Fork from https://www.kaggle.com/alexfir/recreating-target with min_periods=3750 in rolling, when the previous 3750 rows there is a gap in the data βM(t) = 0 

In this notebook we try to recreate Target calculation described in [Tutorial to the G-Research Crypto Competition](https://www.kaggle.com/cstein06/tutorial-to-the-g-research-crypto-competition/notebook#Building-your-prediction-model).


In [None]:
import os
import numpy as np
import pandas as pd

directory = '../input/g-research-crypto-forecasting'
file_path = os.path.join(directory, 'train.csv')
dtypes = {
    'timestamp': np.int64,
    'Asset_ID': np.int8,
    'Count': np.int32,
    'Open': np.float64,
    'High': np.float64,
    'Low': np.float64,
    'Close': np.float64,
    'Volume': np.float64,
    'VWAP': np.float64,
    'Target': np.float64,
}
data = pd.read_csv(file_path, dtype=dtypes)
data['Time'] = pd.to_datetime(data['timestamp'], unit='s')
data.drop('timestamp', axis=1, inplace=True)

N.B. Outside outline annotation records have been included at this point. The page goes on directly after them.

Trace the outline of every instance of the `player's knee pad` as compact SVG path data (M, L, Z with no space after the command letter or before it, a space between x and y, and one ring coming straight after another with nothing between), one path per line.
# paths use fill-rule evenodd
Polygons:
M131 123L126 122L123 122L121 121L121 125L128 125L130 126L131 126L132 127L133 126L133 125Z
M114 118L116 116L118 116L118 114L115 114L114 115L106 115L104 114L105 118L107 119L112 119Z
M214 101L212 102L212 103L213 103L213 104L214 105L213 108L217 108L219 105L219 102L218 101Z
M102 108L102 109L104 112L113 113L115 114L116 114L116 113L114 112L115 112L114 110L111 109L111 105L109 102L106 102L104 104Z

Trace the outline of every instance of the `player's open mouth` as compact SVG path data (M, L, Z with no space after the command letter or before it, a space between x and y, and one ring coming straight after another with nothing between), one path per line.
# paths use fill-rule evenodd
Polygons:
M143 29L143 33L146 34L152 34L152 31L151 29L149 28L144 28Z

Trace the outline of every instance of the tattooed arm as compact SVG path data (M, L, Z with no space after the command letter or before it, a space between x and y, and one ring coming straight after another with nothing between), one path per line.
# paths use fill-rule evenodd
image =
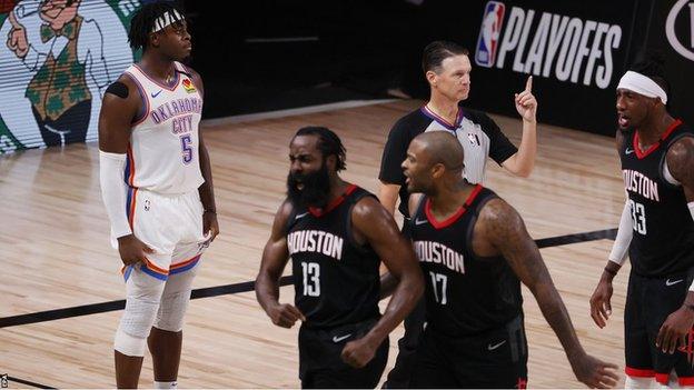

file_path = os.path.join(directory, 'asset_details.csv')
details = pd.read_csv(file_path)

Then calculate return as per formula below. 

$$R^a(t) = log (P^a(t+16)\ /\ P^a(t+1))$$

This is done for each asset separately. We do not know which price should be used. There are five different prices: Open, High, Low, Close, and VWAP. Probably there is a mix like Open price for time + 1 min, and Close for time + 16 min. We use **Close** price in calculation below.

In [None]:
price_column = 'Close'
ids = list(details.Asset_ID)
chunks = []
for id in ids:    
    asset = data[data.Asset_ID == id].copy()
    asset.sort_values(by='Time', inplace=True)
    asset.set_index(keys='Time', inplace=True)
    asset['p1'] = asset[price_column].shift(freq='-1T')
    asset['p16'] = asset[price_column].shift(freq='-16T')
    asset['r'] = np.log(asset.p16/asset.p1)
    asset.drop(['p1', 'p16'], axis=1, inplace=True)
    asset.reset_index(inplace=True)
    chunks.append(asset)

data = pd.concat(chunks)
data.sort_values(by='Time', inplace=True)

Next, assign weight for each row. And calculate M(t). Note that M(t) is the same for all assets and depend only on time.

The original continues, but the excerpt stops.